On the crisis of the WTO and future of world trade, some notes:
Pascal Lamy, the former DG of the WTO, has this to say in this video talk on what holds for future world trade, including the need for the big tech companies to pay adequate taxes. The Economist has an interesting piece on the contrasting style of the US and EU on how they approach big tech, anti-trust and regulation. While the US relies on existing rules and litigation, the EU is going ahead with new regulatory interfaces.
Farah Stockman has called it a mid-life crisis for the WTO comparing the WTO to a drunk in a bar waiting to be picked up, in this opinion in the the New York Times!
Jared Bernstein and Lori Wallach list out the priorities of the WTO in this undated piece. What should those new rules be? WIll there be agreement to take up the new road for new rules? Amongst their priorities is new rules for currency manipulation at the WTO.
The fact that our current crop of trade negotiators tells us that the inclusion of actionable rules against currency manipulation is impossible should be taken not at face value, but as a clear sign that the present negotiating system is broken. If the current “highway crew” is unable to build a road that facilitates this critical change, we need a new crew. The International Monetary Fund’s definition of currency manipulation, accepted by countries worldwide, provides important elements of a blueprint for this critical measure.

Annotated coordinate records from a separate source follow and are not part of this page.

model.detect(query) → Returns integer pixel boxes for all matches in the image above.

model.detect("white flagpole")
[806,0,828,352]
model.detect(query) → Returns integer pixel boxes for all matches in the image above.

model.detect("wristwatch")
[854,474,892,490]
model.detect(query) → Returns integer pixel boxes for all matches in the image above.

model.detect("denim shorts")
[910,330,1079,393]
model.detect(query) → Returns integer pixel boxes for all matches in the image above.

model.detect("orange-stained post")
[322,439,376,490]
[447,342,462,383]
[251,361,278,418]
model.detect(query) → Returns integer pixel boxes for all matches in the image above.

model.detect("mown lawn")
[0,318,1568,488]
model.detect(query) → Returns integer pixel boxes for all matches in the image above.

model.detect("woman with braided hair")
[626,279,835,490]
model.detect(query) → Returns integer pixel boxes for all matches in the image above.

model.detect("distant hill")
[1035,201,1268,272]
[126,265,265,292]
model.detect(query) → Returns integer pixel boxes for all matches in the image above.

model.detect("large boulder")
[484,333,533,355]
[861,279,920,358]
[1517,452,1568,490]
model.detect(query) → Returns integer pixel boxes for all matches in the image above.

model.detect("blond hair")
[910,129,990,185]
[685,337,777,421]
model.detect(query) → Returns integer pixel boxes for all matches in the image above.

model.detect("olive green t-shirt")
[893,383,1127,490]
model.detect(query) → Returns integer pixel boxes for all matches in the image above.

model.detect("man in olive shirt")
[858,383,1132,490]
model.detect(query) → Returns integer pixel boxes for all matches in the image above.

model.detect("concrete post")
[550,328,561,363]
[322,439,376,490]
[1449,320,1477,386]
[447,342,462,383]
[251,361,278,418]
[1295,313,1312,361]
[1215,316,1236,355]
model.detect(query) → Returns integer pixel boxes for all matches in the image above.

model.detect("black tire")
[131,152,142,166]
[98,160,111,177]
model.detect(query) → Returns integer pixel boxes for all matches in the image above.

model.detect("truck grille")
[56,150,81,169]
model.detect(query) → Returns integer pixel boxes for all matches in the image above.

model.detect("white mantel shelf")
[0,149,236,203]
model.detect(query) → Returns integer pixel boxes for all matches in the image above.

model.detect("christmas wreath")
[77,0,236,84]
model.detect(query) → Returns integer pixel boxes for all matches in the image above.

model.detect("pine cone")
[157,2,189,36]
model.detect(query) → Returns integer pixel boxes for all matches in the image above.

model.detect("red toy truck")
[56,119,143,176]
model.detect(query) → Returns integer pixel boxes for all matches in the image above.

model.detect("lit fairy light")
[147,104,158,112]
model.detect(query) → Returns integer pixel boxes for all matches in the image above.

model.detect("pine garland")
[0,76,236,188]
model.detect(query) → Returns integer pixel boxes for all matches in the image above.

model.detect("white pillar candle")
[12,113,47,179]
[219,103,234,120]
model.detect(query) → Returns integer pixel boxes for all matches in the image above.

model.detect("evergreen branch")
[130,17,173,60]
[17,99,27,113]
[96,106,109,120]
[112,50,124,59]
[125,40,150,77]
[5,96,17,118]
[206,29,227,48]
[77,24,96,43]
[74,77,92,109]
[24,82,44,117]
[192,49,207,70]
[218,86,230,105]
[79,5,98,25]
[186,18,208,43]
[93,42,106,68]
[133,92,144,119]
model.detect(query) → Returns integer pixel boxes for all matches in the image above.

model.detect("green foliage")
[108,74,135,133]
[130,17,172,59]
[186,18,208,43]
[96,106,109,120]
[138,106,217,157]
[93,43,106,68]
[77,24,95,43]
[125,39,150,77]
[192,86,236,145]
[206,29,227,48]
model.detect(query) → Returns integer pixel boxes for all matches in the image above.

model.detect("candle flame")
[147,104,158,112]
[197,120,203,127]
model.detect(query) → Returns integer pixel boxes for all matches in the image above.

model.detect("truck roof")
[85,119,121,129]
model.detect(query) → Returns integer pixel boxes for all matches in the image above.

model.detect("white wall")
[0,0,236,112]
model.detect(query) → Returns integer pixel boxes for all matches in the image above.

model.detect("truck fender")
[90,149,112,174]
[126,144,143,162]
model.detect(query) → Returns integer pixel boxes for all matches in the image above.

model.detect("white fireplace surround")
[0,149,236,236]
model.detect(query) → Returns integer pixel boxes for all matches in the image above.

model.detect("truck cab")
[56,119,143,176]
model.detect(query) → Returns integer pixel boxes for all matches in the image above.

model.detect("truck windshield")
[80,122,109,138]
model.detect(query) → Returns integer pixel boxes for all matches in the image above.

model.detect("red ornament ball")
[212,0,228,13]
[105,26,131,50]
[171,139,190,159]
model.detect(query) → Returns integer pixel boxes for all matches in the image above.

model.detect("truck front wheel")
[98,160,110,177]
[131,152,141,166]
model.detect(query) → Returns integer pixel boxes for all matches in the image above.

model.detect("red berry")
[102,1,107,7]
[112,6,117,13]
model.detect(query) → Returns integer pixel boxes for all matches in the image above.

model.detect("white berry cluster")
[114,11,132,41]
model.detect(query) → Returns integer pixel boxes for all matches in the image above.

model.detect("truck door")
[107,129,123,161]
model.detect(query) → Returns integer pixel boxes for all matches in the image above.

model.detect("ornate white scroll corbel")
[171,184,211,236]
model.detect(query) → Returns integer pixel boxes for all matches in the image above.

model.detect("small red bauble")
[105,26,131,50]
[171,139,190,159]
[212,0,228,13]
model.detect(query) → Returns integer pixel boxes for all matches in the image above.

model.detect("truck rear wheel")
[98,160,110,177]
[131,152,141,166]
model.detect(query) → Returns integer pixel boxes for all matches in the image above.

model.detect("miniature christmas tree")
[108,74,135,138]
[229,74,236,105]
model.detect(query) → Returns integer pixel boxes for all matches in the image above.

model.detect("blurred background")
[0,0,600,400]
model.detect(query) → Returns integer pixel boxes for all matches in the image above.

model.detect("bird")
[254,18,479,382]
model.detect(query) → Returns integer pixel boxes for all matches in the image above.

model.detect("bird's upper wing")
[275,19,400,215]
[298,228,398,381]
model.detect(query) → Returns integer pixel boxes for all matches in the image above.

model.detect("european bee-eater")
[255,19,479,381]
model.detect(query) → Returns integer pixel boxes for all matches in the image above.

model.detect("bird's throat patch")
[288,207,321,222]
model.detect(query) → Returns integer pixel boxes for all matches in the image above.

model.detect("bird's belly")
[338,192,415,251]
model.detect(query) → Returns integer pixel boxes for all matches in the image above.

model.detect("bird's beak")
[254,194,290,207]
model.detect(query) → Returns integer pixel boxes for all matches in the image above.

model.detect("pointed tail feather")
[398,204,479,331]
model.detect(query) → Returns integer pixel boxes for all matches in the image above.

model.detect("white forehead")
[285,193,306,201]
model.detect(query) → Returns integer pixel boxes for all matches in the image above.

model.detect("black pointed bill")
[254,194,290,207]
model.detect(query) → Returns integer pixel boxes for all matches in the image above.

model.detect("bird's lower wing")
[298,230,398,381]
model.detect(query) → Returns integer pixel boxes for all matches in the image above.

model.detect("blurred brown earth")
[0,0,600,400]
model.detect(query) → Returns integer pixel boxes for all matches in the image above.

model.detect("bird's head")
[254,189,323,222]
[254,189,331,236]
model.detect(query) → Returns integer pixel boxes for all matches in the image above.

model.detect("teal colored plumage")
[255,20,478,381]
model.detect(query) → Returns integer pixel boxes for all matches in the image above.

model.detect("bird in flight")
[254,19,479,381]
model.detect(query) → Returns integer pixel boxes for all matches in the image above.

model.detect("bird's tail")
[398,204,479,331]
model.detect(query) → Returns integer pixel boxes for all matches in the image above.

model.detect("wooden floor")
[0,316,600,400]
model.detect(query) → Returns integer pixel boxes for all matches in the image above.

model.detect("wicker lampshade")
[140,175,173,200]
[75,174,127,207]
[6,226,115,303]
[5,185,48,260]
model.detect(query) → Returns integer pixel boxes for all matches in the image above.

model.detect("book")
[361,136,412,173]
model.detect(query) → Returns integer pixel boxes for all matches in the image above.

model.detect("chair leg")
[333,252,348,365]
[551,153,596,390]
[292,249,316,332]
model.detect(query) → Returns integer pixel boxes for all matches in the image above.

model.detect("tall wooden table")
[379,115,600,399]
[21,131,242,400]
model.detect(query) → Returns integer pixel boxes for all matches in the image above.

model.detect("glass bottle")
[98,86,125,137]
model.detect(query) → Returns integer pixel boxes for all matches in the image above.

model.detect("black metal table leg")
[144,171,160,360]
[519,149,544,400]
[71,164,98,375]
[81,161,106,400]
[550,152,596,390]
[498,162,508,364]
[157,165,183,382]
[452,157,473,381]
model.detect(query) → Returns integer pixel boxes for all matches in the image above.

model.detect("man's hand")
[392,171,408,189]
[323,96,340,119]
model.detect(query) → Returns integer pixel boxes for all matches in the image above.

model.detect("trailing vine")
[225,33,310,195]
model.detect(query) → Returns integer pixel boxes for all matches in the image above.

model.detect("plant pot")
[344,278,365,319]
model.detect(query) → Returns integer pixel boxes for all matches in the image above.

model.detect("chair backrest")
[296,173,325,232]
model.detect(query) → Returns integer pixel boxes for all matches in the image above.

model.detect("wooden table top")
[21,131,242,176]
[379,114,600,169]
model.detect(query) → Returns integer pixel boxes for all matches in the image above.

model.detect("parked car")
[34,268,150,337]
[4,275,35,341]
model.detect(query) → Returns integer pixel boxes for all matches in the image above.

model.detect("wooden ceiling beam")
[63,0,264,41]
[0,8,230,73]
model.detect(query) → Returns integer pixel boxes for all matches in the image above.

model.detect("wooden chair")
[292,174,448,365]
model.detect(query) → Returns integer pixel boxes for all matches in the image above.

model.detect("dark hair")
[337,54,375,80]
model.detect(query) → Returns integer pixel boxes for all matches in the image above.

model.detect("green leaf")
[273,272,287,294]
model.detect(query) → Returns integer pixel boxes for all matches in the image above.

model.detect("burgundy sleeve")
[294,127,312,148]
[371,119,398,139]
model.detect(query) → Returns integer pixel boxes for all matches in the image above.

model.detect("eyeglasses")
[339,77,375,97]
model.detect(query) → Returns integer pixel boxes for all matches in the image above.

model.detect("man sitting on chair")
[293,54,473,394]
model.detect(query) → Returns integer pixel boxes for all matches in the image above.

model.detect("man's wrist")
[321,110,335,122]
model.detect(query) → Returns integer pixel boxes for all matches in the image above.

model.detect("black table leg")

An interesting point on the process of trade negotiation and transparency is made by the above authors:
Rather than tinkering with the advisory system’s composition, we should eliminate it entirely. If proposed U.S. texts and draft texts from negotiations are made publicly available, the main official advantage of the committee system – access to that information – would disappear. Absent the committee structure, U.S. positions on trade deals can be formulated the way other U.S. federal regulation are: through the on-the-record public process established under the Administrative Procedure Act to formulate positions, obtain comment on draft texts throughout negotiations, and seek comment on proposed final texts.
We must also enact strict conflict of interest rules such that those representing an industry with an interest in negotiations are barred from serving as negotiators for at least five years after leaving their companies. Likewise, public officials should be barred from representing an industry with an interest in negotiations for a similar time period after serving as a negotiator.
Trade negotiation and stakeholder engagement leaves a lot to be desired across the globe. How we structure it and what emanates as trade priorities will determine the type of trade rules we have.